Although the Hendon family’s criminal history has been impacting the neighborhood and city for decades, neighbors said they weren’t getting enough help from the city or county.

In November, KOIN 6 exposed disturbing and dangerous behavior spilling out of the Hendon house, including illegal drugs, assaults, theft — and even shootings.

Three generations of the Hendon family have been charged with more than 500 crimes. They were convicted for over half the criminal acts, after taking a plea deal for things like illegal drugs, weapons, burglaries, theft, sexual abuse, and prostitution.

Public records prove people called 911 to the house on North Houghton Street hundreds of times in recent years — straining emergency resources and the criminal justice system.

But things got worse before they started to get better.

Erica Borman, who lives across the street from the Hendon family, said her bedroom window was pierced by a pellet gun and multiple car windows were shot out after she spoke to KOIN 6 about what she’s seen at the home.

“It’s clear to [police] that it’s retaliatory and they have expressed concern for the safety of my family in particular,” said Borman. “I have children. It’s terrifying.”

This disturbing behavior happened the night after the Portland Bureau of Transportation and police performed a massive street cleanup, towing the abandoned and illegal vehicles and debris connected to the Hendon house, following our coverage.

Since KOIN 6’s previous report detailing the extent of the ongoing and alarming issues, neighbors say police have increased patrols in the Kenton neighborhood.

“It’s really helped us get some movement and attention,” Borman said. “And it’s been a validating experience because we have felt alone in this and how bad it’s gotten and continues to be. And the story illustrated how bad it really is.”

City leaders even caught wind of the issue when a neighbor pleaded with them in City Hall.

“I’m here today with support from my neighbors to ask for your attention and action in helping us restore peace and safety to our neighborhood and the Kenton community garden,” said Amber Barnes, during public testimony.

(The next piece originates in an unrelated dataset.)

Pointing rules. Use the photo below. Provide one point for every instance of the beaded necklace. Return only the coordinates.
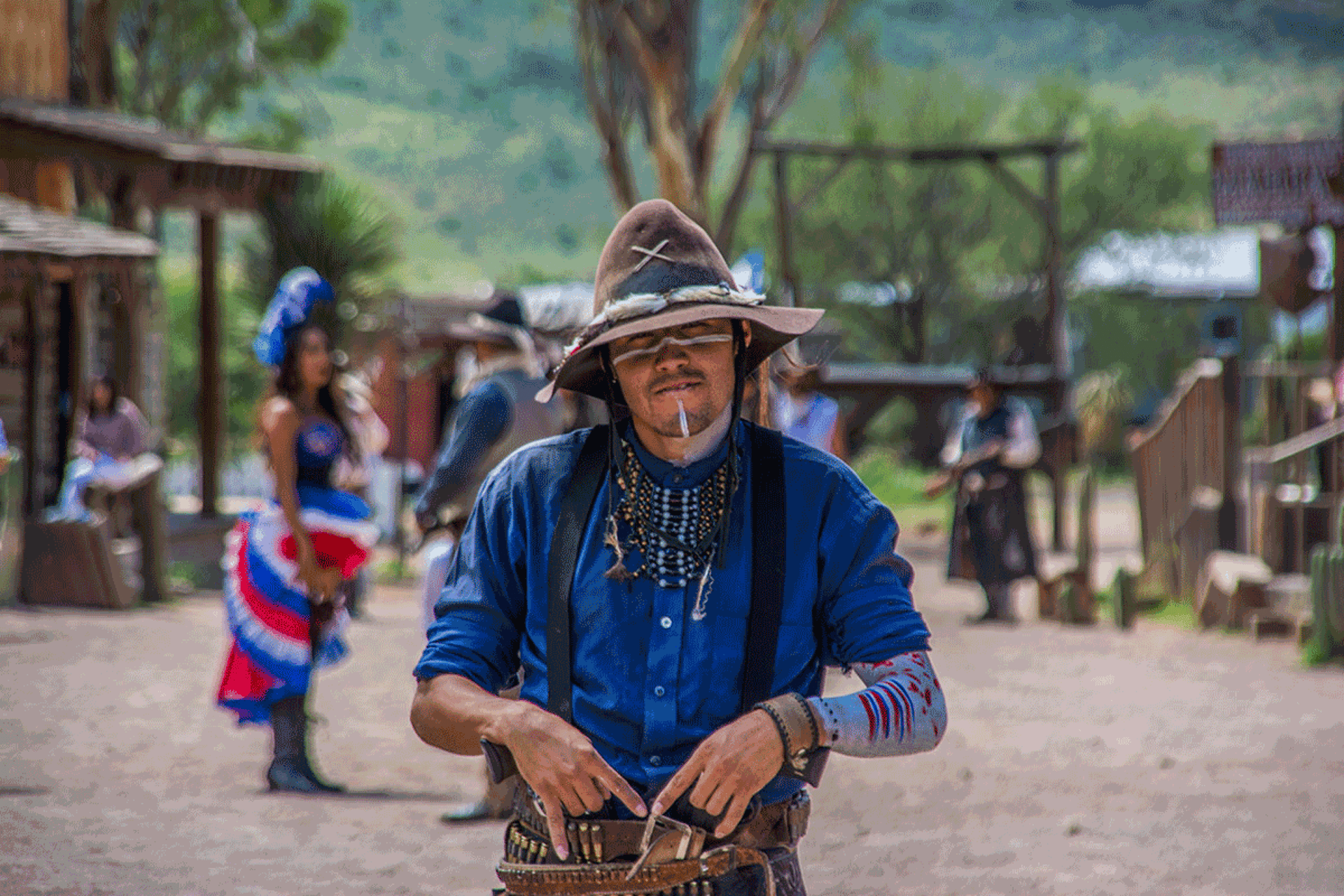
(675, 530)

City leaders have met privately with neighbors about how the city intends to restore a sense of safety to a block that’s been living in constant fear of the people living next door.

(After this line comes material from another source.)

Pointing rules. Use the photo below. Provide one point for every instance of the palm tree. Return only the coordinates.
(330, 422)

“I felt like we were heard,” Borman said.

The Portland Police Bureau has now built a case on the Hendon house. Officers recently served the family a letter warning them that they’re at risk of being designated a “chronic nuisance property.” The warning comes after PPB recorded three nuisances within 30 days, involving theft and offensive littering.

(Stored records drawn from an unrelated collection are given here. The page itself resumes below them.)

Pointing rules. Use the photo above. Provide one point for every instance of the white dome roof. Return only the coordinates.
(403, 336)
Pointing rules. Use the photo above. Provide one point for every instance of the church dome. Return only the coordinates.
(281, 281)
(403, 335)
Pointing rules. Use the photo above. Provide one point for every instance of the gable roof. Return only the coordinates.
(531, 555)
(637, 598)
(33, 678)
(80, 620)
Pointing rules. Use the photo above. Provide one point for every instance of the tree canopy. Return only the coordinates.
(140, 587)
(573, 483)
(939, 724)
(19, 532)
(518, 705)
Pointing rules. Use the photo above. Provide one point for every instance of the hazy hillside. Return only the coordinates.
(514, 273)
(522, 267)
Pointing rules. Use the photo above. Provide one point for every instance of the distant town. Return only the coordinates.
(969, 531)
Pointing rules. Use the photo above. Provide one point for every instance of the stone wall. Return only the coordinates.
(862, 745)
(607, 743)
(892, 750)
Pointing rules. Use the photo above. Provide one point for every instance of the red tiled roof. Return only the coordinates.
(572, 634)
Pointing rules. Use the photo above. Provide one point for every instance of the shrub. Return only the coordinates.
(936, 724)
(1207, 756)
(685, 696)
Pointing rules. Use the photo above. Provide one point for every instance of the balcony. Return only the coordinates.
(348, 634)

As a result, authorities have given the family 10 days to meet with officers and fix the problems or else face further action.

The owner of the home is Carol Hendon and she is deceased. She’s the late mother and grandmother of some of those currently residing in the house.

If the remaining occupants are uncooperative and the nuisance activities continue, police will issue another letter saying they’ve determined the house is in fact a “chronic nuisance property,” with a final 10-day notice. If the occupants meet with officers within those 10 days, they are given 60 days to work with police to abate the nuisances. If those requirements aren’t met, officers can then go to the city attorney’s office to seek further legal action.

If a Multnomah County judge determines the house to be a chronic nuisance property, they can then issue a warrant and work to evict the people occupying the home, board it up and clean up the property, or issue financial penalties. Records show that nuisance warnings do oftentimes solve the problems, but all of this takes time and due process.

However, the city and police will first try to work with the occupants to fix problems before they take cases this far.

When KOIN 6 reached out to the family members for comment, one said they’re upset with what’s happening at their late mother’s house and they want to turn things around. She told KOIN 6 that there are currently eleven adults and one child living in the 2-bedroom, 1-bathroom house.

The other family members have not returned KOIN 6’s calls.